Last three weeks have been a constant reminder of how lucky I have been. The pediatric ward has its own aroma; it took me a while to grasp. I see children, babies, and neonates with their parents who are hoping for a better life for their children. Hope is what they show to us, they are kind, they give us their time, they share matters with us.
Life is not easy. Everyone either has a congenital deformity which they will have to battle for ages, others show transient illness, acquired.
“It’s not the first time I have been here” exclaims the mother. She already knows the answers to our questions in a systemic fashion. She is very co-operative. She is repeatedly asked the same questions over and over again and yet she is not bored to inform us. She has a son who has Thalassemia, 10 years old. He comes for repeated blood transfusion every month. Life has been distressing for both the parents and the child. He misses school for the blood transfusion and also he fails to thrive like most children of his age group. He suffers from repeated infection.

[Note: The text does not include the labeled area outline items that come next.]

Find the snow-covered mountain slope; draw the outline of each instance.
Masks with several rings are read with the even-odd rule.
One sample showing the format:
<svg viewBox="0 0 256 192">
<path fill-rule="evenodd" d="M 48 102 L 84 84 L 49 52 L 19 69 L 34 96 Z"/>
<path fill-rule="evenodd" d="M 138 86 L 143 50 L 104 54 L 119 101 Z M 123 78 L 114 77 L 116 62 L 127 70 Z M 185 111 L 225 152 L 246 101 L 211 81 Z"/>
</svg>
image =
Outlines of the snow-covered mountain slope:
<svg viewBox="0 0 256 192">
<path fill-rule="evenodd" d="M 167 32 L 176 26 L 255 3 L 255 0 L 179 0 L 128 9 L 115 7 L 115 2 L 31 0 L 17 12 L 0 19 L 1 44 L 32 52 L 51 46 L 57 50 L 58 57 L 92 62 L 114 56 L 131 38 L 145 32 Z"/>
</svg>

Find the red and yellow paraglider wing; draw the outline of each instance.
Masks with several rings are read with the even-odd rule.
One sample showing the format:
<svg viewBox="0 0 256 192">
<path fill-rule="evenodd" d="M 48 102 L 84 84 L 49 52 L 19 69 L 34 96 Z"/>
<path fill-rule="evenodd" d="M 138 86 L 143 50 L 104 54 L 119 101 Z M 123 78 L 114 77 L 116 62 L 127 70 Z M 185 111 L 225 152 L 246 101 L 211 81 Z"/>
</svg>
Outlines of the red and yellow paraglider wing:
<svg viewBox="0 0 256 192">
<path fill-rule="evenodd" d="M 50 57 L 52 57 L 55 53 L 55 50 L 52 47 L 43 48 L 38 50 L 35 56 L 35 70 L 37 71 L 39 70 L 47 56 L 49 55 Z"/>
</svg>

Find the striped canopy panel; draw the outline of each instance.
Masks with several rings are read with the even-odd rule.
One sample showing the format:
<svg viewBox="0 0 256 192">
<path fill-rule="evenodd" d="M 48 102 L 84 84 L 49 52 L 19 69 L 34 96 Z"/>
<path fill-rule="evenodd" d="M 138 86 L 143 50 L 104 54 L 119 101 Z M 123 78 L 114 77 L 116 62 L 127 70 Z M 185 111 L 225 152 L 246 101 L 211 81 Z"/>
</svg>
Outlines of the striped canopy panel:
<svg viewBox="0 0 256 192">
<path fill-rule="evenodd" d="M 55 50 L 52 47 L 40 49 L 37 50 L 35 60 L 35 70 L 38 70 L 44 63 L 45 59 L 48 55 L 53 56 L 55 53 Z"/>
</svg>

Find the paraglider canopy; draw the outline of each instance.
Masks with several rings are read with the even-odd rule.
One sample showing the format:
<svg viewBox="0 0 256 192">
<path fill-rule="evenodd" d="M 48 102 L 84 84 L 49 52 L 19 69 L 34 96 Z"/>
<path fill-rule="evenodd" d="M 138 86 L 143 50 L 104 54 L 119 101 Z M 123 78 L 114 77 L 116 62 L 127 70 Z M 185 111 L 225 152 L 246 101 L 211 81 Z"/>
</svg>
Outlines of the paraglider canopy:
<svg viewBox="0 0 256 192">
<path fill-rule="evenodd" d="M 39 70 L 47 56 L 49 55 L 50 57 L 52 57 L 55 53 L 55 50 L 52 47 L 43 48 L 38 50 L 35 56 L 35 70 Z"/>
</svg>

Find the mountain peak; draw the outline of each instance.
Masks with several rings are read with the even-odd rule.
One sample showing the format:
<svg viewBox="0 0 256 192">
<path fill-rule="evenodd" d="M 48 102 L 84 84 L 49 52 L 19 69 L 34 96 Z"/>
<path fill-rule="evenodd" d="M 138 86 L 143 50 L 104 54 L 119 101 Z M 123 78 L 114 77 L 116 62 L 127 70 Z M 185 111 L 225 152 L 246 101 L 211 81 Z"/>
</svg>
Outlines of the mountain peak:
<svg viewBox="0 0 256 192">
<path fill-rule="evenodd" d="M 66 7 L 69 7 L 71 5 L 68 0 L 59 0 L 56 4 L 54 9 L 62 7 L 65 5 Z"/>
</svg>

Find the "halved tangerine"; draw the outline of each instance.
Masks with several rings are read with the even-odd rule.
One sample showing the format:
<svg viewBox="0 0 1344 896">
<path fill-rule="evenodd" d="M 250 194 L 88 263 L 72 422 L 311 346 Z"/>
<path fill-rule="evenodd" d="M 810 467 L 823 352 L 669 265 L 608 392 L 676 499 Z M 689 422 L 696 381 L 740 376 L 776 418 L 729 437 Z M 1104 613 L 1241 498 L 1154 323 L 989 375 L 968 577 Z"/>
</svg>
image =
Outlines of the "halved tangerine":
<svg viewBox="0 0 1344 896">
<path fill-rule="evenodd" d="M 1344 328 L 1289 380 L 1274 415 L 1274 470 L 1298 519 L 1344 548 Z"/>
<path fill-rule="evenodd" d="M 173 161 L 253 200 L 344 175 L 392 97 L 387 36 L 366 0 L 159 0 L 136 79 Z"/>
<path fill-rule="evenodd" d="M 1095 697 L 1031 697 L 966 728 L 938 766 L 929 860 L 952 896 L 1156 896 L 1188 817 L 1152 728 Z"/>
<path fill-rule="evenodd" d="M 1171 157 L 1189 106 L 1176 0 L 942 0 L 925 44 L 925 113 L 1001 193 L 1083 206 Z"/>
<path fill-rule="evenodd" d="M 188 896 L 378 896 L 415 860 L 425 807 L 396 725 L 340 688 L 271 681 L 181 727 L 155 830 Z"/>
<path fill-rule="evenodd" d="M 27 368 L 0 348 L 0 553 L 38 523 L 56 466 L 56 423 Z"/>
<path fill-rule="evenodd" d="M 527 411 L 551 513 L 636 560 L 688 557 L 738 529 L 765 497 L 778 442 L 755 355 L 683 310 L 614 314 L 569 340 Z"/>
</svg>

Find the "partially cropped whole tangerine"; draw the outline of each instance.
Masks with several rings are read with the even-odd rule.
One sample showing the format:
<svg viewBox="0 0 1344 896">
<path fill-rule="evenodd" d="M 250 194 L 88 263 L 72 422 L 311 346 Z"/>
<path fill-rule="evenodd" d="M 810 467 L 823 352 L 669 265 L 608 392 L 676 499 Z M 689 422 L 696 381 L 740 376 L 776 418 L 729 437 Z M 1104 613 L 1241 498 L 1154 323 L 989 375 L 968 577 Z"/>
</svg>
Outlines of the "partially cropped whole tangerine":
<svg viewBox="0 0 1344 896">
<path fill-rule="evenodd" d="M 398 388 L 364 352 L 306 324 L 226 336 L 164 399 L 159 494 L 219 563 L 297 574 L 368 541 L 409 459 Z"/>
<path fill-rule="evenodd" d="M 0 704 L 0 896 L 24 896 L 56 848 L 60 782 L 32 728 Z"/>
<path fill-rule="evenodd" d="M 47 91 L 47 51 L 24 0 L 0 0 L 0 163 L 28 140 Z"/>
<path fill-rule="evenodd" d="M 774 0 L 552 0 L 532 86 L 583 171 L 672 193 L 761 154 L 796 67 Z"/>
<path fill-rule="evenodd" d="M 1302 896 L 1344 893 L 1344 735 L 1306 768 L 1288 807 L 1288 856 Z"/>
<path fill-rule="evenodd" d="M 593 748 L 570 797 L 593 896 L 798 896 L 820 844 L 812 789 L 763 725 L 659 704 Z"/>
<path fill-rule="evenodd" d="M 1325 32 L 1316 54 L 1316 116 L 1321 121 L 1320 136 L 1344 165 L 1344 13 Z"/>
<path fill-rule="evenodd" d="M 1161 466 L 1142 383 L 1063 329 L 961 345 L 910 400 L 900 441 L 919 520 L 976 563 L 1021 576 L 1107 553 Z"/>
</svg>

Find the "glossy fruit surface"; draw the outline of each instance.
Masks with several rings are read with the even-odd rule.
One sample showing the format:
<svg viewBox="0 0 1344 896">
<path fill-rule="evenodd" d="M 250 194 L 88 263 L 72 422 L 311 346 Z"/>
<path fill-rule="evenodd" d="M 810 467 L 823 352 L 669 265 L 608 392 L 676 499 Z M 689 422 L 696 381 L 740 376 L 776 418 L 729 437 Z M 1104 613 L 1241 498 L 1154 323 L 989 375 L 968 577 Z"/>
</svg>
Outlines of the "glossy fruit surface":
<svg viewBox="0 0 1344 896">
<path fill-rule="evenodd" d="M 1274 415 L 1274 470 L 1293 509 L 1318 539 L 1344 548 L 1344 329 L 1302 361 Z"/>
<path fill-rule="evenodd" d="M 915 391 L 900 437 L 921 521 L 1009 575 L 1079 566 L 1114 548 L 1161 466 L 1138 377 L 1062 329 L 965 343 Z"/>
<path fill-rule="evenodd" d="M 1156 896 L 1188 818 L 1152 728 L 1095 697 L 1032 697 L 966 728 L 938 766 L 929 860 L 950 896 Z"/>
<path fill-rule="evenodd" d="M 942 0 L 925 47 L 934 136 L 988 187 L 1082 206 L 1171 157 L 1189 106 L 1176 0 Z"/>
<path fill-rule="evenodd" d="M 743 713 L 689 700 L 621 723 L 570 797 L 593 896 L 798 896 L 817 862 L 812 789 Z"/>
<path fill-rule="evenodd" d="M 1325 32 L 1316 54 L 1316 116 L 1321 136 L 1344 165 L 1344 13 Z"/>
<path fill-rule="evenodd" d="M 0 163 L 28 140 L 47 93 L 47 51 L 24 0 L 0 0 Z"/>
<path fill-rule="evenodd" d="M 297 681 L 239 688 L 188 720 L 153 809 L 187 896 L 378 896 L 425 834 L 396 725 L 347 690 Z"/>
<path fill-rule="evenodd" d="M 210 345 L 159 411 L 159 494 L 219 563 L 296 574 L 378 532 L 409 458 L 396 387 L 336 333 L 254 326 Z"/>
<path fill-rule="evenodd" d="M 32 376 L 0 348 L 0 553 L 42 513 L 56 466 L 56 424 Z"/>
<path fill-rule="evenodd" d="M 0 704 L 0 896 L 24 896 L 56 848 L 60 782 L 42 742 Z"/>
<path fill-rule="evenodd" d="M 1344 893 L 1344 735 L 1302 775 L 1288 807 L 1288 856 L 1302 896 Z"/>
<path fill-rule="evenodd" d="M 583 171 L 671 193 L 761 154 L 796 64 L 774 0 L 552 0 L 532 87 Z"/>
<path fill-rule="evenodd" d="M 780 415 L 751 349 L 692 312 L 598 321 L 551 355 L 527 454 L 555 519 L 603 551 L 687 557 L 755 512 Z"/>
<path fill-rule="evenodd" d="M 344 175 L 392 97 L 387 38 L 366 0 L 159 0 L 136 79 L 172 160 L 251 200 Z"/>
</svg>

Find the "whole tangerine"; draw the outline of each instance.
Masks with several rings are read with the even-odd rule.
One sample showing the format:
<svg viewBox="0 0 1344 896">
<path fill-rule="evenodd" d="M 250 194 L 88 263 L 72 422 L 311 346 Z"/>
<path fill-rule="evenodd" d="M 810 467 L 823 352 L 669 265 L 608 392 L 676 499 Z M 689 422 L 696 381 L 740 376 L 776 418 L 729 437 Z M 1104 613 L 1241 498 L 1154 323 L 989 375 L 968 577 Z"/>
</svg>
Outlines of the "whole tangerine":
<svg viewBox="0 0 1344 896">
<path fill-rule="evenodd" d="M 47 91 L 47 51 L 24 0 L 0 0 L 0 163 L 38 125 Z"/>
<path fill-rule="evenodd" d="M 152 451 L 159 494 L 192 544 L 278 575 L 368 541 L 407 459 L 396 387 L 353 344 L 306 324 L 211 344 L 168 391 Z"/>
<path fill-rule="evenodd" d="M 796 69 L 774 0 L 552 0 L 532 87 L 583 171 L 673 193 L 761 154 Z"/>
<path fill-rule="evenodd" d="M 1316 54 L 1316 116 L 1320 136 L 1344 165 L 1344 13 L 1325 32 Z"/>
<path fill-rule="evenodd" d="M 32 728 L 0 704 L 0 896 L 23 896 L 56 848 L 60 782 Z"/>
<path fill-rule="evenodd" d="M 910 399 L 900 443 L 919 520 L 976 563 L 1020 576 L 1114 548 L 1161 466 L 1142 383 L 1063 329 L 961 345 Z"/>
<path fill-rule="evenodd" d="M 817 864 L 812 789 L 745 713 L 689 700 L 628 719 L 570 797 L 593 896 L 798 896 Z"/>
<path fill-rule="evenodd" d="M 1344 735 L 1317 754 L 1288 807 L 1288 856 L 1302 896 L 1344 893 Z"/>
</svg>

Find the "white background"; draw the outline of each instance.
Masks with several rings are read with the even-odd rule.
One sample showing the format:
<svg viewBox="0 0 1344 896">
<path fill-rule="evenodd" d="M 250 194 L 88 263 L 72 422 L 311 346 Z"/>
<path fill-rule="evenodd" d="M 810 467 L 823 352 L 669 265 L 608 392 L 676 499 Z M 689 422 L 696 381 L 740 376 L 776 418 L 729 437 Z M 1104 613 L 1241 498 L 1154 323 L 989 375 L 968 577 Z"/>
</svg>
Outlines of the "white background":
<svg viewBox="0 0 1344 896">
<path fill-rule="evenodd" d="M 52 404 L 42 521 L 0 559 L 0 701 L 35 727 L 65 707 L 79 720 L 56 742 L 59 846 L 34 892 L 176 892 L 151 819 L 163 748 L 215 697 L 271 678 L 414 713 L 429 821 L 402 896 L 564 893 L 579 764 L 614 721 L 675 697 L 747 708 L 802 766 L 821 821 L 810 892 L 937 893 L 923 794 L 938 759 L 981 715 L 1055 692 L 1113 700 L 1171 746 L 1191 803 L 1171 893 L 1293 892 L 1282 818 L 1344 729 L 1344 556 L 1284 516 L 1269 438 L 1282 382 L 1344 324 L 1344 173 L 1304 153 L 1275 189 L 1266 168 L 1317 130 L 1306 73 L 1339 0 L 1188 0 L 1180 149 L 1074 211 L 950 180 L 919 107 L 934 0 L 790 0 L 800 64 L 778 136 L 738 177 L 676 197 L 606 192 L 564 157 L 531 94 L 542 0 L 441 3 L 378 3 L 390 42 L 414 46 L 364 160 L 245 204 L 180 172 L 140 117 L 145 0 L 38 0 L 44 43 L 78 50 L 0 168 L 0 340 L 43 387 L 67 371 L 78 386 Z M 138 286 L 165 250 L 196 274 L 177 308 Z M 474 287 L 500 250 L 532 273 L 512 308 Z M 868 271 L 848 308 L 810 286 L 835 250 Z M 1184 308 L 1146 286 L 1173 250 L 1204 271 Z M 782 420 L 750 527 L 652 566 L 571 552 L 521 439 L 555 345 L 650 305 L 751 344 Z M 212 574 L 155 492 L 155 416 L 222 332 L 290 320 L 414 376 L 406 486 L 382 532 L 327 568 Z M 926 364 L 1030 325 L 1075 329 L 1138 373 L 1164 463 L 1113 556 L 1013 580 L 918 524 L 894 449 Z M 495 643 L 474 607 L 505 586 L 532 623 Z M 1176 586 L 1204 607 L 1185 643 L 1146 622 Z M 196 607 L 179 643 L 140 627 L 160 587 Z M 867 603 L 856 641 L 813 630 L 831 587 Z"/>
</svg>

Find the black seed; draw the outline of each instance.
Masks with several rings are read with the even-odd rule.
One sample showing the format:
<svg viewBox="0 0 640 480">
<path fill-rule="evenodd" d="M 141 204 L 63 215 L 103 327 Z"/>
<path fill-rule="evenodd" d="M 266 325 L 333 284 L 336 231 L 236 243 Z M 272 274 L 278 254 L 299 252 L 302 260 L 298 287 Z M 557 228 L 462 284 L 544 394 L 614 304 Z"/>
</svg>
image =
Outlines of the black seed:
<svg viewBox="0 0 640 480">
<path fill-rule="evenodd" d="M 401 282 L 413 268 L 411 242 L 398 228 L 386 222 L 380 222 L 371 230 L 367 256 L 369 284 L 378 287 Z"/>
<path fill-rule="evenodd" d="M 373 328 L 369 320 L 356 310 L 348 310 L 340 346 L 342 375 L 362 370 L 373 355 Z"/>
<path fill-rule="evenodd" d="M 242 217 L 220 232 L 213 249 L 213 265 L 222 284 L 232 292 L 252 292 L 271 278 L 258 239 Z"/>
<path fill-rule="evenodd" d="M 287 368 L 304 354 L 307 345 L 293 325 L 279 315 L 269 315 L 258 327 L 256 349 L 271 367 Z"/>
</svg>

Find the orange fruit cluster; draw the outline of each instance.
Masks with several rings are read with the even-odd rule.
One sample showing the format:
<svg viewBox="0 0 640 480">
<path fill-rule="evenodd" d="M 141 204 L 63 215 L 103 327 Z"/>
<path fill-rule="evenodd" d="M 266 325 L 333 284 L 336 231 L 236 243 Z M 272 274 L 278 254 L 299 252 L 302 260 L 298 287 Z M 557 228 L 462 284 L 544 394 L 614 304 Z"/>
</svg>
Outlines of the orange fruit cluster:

“The doctors lost hope, but I am optimistic about her” says a mother, who had given birth to an incredibly low birth weight baby. The baby is tinny and her heart produces a distinctive mur mur (abnormal heart sound). There are many cases worth sharing, mostly acquired. Fever is a major presenting complaint. Patients stay in the hospital for 2-3 weeks for a spiking fever, either due to Enteric Fever or Dengue. Hospital stay is bothersome for parents, yet they decline to show any glitch when asked.
I always try to put myself in others shoes, especially when it comes to patients. What if I was congenitally abnormal? What If I had a spiking fever without any diagnosis? When I asked this question to my sub-conscious brain, I did not think about how much pain I would go through, I just imagined my parents and family who would have done so much for me.
Who are we to decide our fate? We are nobody, everything that happens lies in a single gene, chromosome. What do we do? We accept the fate and struggle. Three weeks of Pediatric ward taught me that life is worth fighting for no matter what sickness you have.